Alors qu'Hänsel und Gretel figurait déjà au catalogue DVD, on rêvait d'y voir un jour entrer l'opéra le plus fascinant du compositeur allemand. C'est désormais chose faite, grâce à une captation de L'Opéra de Zurich, avec le plus beau des «Fils de roi» en tête d'affiche: Jonas Kaufmann.

On ne s'arrêtera pas à critiquer la transposition à l'époque contemporaine de cette production de Königskinder (New York, 1910), créée en novembre 2007 à Zurich, et filmée lors de sa reprise, en février 2010. On peut ne pas l'apprécier, ce qui avait été le cas d'Éric Pousaz, il y a cinq ans (voir O. M. n° 25 p. 63 de janvier 2008), comme on peut aussi très certainement imaginer d'autres choix.

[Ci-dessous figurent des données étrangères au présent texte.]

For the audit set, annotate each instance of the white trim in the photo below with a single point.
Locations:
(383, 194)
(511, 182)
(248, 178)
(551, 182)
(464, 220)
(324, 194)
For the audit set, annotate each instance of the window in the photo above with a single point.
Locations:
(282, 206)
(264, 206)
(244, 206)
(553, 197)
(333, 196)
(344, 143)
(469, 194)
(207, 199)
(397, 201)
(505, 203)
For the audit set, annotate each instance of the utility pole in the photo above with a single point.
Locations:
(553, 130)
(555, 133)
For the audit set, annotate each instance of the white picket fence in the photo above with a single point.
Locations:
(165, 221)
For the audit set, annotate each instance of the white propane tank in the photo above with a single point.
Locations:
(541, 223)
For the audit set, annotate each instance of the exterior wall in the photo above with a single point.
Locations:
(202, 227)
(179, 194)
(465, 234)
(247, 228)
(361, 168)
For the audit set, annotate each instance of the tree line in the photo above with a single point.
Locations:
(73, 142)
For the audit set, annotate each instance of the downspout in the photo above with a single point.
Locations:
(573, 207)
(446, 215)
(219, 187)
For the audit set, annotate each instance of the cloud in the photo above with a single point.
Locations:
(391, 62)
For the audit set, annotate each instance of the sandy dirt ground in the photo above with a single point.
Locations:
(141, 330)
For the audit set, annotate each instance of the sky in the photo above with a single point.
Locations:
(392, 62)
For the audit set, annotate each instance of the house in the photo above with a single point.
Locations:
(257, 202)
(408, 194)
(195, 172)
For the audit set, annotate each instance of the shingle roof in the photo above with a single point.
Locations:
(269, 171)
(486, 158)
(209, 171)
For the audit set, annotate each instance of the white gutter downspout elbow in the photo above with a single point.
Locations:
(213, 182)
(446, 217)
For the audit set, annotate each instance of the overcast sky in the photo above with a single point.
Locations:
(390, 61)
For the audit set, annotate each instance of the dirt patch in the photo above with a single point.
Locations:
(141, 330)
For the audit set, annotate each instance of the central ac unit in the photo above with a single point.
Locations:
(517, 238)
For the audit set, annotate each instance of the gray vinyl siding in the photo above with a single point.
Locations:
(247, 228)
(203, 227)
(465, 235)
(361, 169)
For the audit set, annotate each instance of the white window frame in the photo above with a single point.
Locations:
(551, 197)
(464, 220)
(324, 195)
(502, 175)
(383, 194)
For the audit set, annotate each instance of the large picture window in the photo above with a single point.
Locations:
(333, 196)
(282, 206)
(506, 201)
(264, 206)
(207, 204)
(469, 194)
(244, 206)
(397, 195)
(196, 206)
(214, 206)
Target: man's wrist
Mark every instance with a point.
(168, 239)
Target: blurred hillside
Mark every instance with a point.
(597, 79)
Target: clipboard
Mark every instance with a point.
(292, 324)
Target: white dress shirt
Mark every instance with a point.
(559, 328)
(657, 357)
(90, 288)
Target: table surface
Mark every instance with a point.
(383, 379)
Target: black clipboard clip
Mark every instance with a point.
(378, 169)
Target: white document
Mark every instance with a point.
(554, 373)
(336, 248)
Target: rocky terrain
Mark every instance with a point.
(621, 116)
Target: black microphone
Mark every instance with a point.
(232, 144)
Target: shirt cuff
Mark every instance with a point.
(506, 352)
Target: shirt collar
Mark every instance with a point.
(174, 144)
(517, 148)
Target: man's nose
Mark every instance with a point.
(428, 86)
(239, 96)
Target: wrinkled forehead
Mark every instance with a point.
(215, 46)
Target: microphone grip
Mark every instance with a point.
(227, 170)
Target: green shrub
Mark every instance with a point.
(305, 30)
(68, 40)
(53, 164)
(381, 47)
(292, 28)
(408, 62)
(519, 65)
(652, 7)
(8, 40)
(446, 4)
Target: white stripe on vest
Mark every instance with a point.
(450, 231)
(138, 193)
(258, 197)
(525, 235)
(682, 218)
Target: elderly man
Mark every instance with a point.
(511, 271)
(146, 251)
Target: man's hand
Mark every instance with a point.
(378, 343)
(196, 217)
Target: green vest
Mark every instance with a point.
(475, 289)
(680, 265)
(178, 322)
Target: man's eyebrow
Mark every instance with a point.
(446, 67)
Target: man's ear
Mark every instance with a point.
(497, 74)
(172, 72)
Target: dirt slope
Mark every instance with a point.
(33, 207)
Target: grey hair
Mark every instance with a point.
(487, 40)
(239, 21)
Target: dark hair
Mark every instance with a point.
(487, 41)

Mais, à l'écran du moins, la mise en scène de Jens-Daniel Herzog se révèle vite d'une grande efficacité pour arracher cet apologue amer à la trompeuse apparence du «Märchenoper», du «conte légendaire» qui prolongerait la formule d'Hänsel und Gretel". L'espace unique coiffant simplement la boîte scénique d'un toit à double pente figure, au fil des trois actes, l'intérieur de la maison de la Sorcière, l'auberge et la salle communale de la ville d'Hellabrunn, puis l'extérieur de la demeure initiale, maintenant dévastée. Dans la première, sorte de serre-laboratoire où la grandmère supposée de la Gardeuse d'oies cultive le cannabis qu'elle revend à ses visiteurs, l'héroïne se réfugie auprès de ses oiseaux en carton découpé, qui reçoivent ses confidences et l'aident à préserver son monde intérieur de la tyrannie de la Sorcière. Dans la même unité d'«enfermement» et de répression des âmes enfantines, la salle de réunion du conseil de la ville permet d'exposer à vif la mesquinerie de ses citoyens, qui chassent immédiatement les «fils de roi» au lieu de les reconnaître. Le dernier acte, enfin, d'une tristesse plaintive infinie, voit l'agonie des enfants méprisés et bannis par un monde hostile, sous la neige qui tombe à travers les vitres brisées. Le Ménétrier, dans son chant conclusif, leur rend l'hommage des deux moitiés d'une couronne brisée, dans un autre beau et émouvant tableau, lui aussi valorisé au mieux par la caméra de Felix Breisach.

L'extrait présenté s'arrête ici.